Le choix de vos espèces fruitières, de leur variété, ainsi que de vos porte-greffes déterminera en grande partie la capacité de ces dernières à s’adapter à votre lieu et résister aux attaques de maladies diverses. En tant « qu’organisateur de la nature », vous aurez pris garde à leur emplacement, en fonction de leur capacité à supporter l’humidité, la chaleur… Et surtout à la structure du sol et la qualité de votre terre. N’oubliez pas qu’une terre saine et riche est à la base de la bonne santé et la fertilité de votre jardin. 

Si besoin, vous enrichirez la terre avec du compost, du mulch, des engrais verts…

Vous avez peut-être composé des guildes végétales autour de vos fruitiers, dont certaines plantes compagnes peuvent diminuer le risque qu’ils soient touchés par certaines maladies.

Par exemple, le raifort (famille des Brassicacées) est une plante connue pour son effet protecteur contre certaines maladies cryptogamiques des fruitiers, telles que la moniliose, l’oïdum ou encore la cloque du pêcher. Plantez-la autour plutôt qu’au pied, leur système racinaire étant assez important.
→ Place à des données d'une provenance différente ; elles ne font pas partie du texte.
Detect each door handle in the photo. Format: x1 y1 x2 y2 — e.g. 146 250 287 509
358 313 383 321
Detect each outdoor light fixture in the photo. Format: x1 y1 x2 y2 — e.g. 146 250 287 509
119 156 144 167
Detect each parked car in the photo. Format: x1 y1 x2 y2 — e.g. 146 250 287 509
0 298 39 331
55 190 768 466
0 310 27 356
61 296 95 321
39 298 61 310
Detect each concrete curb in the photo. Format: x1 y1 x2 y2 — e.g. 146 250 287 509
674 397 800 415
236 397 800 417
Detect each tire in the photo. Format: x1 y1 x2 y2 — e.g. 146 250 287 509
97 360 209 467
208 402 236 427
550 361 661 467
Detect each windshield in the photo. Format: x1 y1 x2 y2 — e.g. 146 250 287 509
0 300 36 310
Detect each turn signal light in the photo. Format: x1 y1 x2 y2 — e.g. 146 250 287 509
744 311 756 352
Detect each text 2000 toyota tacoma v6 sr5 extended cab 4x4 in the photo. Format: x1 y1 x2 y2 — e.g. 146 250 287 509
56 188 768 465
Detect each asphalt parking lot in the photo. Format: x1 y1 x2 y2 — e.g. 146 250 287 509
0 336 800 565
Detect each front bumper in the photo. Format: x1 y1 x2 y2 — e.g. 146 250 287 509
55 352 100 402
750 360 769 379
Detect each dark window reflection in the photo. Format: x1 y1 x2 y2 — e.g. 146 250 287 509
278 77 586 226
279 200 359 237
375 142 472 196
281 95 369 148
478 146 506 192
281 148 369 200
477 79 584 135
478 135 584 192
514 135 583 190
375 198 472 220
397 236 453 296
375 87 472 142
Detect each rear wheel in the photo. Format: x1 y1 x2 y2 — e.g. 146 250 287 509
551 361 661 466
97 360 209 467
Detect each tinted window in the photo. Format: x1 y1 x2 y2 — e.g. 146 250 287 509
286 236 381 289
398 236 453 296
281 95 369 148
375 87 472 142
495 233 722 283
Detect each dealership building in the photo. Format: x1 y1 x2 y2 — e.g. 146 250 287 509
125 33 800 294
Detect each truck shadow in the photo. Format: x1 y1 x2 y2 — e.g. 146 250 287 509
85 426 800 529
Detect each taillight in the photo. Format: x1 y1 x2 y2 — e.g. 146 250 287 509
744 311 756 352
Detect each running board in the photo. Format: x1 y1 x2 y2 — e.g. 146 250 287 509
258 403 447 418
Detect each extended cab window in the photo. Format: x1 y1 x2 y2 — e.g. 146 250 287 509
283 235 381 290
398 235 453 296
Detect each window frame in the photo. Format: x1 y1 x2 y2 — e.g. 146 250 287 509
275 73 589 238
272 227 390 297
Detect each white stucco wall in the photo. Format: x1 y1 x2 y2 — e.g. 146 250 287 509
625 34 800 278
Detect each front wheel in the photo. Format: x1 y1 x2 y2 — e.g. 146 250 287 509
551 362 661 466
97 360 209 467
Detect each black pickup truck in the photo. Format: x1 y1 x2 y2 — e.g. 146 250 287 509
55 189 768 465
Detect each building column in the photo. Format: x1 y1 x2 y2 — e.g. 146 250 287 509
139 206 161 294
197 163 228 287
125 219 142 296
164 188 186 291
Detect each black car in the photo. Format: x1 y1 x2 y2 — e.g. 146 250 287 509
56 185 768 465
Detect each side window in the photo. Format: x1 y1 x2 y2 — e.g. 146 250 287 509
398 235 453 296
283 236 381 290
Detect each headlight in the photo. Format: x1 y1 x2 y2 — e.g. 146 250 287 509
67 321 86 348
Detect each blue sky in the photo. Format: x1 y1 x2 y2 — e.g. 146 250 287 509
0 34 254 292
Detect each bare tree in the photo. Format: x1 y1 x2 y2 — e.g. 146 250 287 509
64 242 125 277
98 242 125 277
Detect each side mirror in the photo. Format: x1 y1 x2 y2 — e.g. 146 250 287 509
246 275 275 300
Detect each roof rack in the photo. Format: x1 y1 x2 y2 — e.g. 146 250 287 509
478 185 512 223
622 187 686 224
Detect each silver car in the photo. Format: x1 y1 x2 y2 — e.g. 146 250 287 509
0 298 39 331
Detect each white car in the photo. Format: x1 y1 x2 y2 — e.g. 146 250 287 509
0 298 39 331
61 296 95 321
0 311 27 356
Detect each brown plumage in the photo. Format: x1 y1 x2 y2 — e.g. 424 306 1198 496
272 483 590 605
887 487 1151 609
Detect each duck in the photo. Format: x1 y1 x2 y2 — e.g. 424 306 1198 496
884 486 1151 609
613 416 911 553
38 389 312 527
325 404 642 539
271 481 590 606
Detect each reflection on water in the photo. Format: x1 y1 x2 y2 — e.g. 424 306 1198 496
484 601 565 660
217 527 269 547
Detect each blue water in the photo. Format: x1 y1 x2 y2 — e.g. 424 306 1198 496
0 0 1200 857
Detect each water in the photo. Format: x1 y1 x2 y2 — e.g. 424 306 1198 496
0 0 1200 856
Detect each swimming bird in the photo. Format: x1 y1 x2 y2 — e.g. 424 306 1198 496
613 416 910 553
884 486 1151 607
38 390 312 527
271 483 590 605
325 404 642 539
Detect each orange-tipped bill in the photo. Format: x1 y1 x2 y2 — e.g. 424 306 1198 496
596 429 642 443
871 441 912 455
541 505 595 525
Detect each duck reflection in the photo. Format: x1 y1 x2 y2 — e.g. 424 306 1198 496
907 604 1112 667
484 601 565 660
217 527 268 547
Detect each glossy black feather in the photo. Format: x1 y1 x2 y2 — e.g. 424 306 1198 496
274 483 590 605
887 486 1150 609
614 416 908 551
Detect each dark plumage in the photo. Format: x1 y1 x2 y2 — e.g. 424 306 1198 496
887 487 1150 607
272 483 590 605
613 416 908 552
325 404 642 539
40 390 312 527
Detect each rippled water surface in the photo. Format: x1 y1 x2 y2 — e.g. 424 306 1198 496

Vous constatez des signes de maladies ? Réagissez rapidement ! Pensez aux décoctions et aux purins, comme le purin de prêle !

Découvrez notre article qui détaille comment soigner son jardin naturellement, vous y trouverez des recettes et leurs applications.




Entretenir un jardin-forêt demande un peu d’organisation, mais surtout beaucoup d’observation. C’est ce qui vous permettra d’agir au bon moment pour garantir l’équilibre de votre lieu. Bien sûr, l’entretien d’une forêt comestible est voué à évoluer avec le temps : augmentation de l’ombre avec le développement de la canopée, végétaux malades qu’il vous faudra soigner ou remplacer s’ils meurent… Mais plus votre système sera bien conçu et diversifié, plus il sera équilibré et résilient.